After an obscure California real-estate developer posted an anti-Islam video on YouTube, a video that was then promoted by an obscure right-wing preacher in Florida, news of the video spread in the Middle East. Hours before protests reached any U.S. embassy or consulate, the U.S. Embassy in Egypt issued a 99-word statement:
“The Embassy of the United States in Cairo condemns the continuing efforts by misguided individuals to hurt the religious feelings of Muslims – as we condemn efforts to offend believers of all religions. Today, the 11th anniversary of the September 11, 2001 terrorist attacks on the United States, Americans are honoring our patriots and those who serve our nation as the fitting response to the enemies of democracy. Respect for religious beliefs is a cornerstone of American democracy. We firmly reject the actions by those who abuse the universal right of free speech to hurt the religious beliefs of others.”

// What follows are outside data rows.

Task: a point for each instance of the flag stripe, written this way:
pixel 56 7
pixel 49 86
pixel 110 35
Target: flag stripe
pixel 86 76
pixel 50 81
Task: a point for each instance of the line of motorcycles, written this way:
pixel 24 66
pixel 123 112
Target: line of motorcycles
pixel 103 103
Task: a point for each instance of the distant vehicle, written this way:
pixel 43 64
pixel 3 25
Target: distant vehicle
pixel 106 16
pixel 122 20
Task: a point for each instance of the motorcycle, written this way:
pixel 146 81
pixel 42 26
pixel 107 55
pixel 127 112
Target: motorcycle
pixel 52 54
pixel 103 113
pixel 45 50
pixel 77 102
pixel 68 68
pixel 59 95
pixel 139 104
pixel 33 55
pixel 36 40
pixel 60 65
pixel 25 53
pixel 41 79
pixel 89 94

This, in Mitt Romney’s mind, represents an “apology” from the Obama administration for “American values.”
But there’s a pattern of bipartisan diplomacy that’s worth remembering here. Dave Weigel noted this morning, for example, that the Bush/Cheney administration condemned European caricatures of the Prophet Muhammad in 2006, saying, ”We find them offensive, and we certainly understand why Muslims would find these images offensive.”
Two years later, President Bush apologized to Iraq’s prime minister for an American sniper’s shooting of a Quran.

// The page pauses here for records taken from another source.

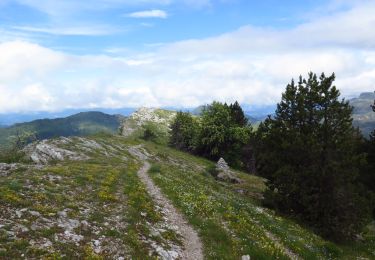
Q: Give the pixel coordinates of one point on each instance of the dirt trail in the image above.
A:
(191, 241)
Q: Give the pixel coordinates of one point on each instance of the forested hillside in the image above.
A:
(80, 124)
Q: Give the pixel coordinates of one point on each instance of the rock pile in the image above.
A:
(224, 172)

In 2011, when that fringe Florida pastor caused riots abroad by announcing plans to burn Qurans, the U.S. Embassy in Cairo condemned the stunt, saying in a statement, “Since the founding of our nation, the United States has upheld the principles of tolerance and respect for religious freedom.”
In Romney’s mind, are all of these statements offensive? Do they all reflect “apologies” for “American values”? Is just being cravenly opportunistic now because he’s down in the polls?
Or more to the point, if there’s a Romney administration, will he refuse to engage in this kind of diplomacy?